Tell us about yourself as a filmmaker. Where did you come from and how did you get started? What are you most passionate about when it comes to making movies?
I started in fine-arts, graphic design and advertising— alumni at the School of Design George Brown College. I started making my own videos, shooting whatever I can from family movies, vacation videos which parlayed into corporate videos. My first short film was shot with a VHS camcorder. It got more and more serious over time and managed to convince myself that I was ready to start introducing myself as a filmmaker to get bigger projects because at the end of the day, there’s nothing more enjoyable for me than to sit alone in the dark, with terabytes of footage waiting to be assembled and crafted.

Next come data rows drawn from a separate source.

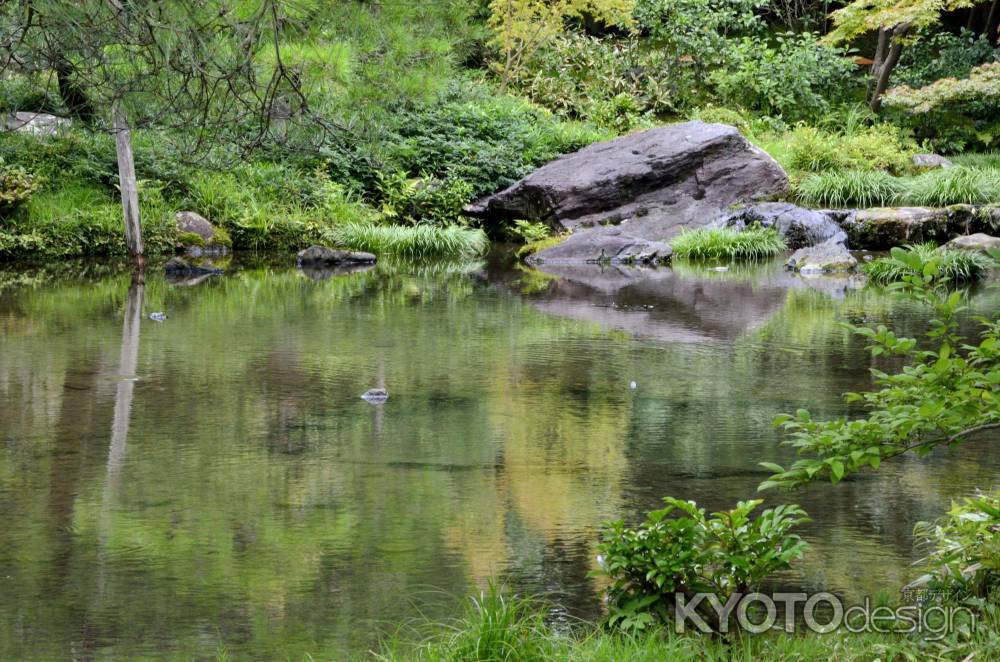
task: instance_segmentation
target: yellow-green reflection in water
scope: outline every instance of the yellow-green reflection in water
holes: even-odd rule
[[[778,265],[233,266],[0,274],[0,658],[363,654],[491,577],[596,616],[603,521],[752,496],[775,414],[870,383],[837,322],[927,317]],[[815,519],[777,583],[895,591],[989,442],[772,496]]]

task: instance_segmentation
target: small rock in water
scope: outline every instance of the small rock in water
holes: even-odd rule
[[[389,392],[384,388],[370,388],[361,394],[361,399],[368,402],[385,402],[389,399]]]

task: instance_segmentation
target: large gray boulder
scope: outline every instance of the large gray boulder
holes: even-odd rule
[[[731,205],[784,193],[788,177],[774,159],[734,127],[685,122],[595,143],[469,205],[488,221],[545,221],[560,230],[596,233],[584,254],[620,234],[661,242],[683,228],[704,227]],[[568,246],[567,246],[568,244]],[[555,251],[560,248],[549,249]],[[537,258],[547,259],[549,250]]]
[[[791,249],[827,241],[847,242],[847,233],[834,222],[830,212],[803,209],[788,202],[743,205],[720,221],[741,232],[754,223],[775,228]]]
[[[803,276],[854,271],[858,261],[842,243],[828,241],[800,248],[792,253],[785,266]]]
[[[964,218],[959,220],[954,217],[949,209],[928,207],[862,209],[848,214],[842,226],[852,247],[888,250],[903,244],[945,242],[949,236],[959,233],[956,225],[960,224],[964,229]]]
[[[177,243],[191,257],[219,256],[229,253],[232,240],[222,228],[193,211],[179,211],[174,215],[177,226]]]

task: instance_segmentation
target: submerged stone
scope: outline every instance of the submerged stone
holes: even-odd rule
[[[338,251],[326,246],[310,246],[298,252],[299,266],[375,264],[376,257],[361,251]]]
[[[789,202],[761,202],[737,208],[720,221],[724,227],[745,230],[759,223],[774,228],[791,249],[816,246],[826,241],[847,242],[847,233],[827,211],[798,207]]]
[[[193,257],[226,255],[232,240],[222,228],[212,225],[204,216],[193,211],[179,211],[174,216],[177,243]]]
[[[843,273],[857,269],[858,261],[843,244],[829,241],[800,248],[788,258],[785,267],[802,275]]]
[[[361,399],[368,402],[385,402],[389,399],[389,392],[384,388],[370,388],[361,394]]]

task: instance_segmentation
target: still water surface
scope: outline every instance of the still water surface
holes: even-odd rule
[[[555,272],[0,271],[0,659],[361,655],[494,577],[596,617],[602,522],[754,495],[777,413],[870,385],[837,323],[927,319],[776,264]],[[770,496],[815,520],[777,583],[897,591],[991,441]]]

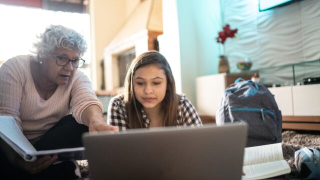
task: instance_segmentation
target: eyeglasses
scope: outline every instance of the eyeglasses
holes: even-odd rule
[[[56,62],[60,66],[64,66],[68,64],[69,62],[71,62],[72,66],[76,68],[81,68],[84,64],[86,60],[81,58],[74,58],[74,59],[70,59],[67,57],[62,56],[56,56],[51,54],[52,56],[56,58]]]

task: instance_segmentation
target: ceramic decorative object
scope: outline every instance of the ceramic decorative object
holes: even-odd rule
[[[236,63],[236,67],[241,70],[248,70],[252,66],[252,61],[250,58],[244,58]]]
[[[229,62],[226,56],[220,56],[220,60],[219,60],[219,73],[229,73],[230,72]]]

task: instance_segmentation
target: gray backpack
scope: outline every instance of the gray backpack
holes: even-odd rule
[[[224,91],[216,117],[217,125],[248,125],[247,147],[281,142],[282,116],[274,96],[264,85],[238,78]]]

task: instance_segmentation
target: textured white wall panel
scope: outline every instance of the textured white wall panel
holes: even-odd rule
[[[237,62],[250,58],[252,70],[261,70],[264,83],[289,84],[293,70],[286,64],[320,58],[320,0],[300,0],[262,12],[257,0],[221,2],[222,22],[238,28],[238,37],[225,43],[232,72],[240,72]],[[320,76],[320,62],[295,66],[296,82]]]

Do you have any other projects or upcoming projects you can tell us about? Where can people watch your movies?
You can check out the streaming premiere of Alone Across The Arctic on Apple TV now available for pre-order: click here. My Vimeo page is always up-to-date with what I am working on: click here. In terms of other future projects waiting in the wings, well, I usually keep those secret until they are ready to be birthed.
Final question: if you wake up with one superpower, which one would it be and why?
This is always a fun question to fantasize about… I’d say The Snap. Where I’d literally snap my fingers and it does exactly what I want it to: Snap! delicious vegan meal in front of me. Snap! I’m luxuriating at the beach. Snap! we are at the end of the tunnel and vaccines are finally created for this Coronavirus.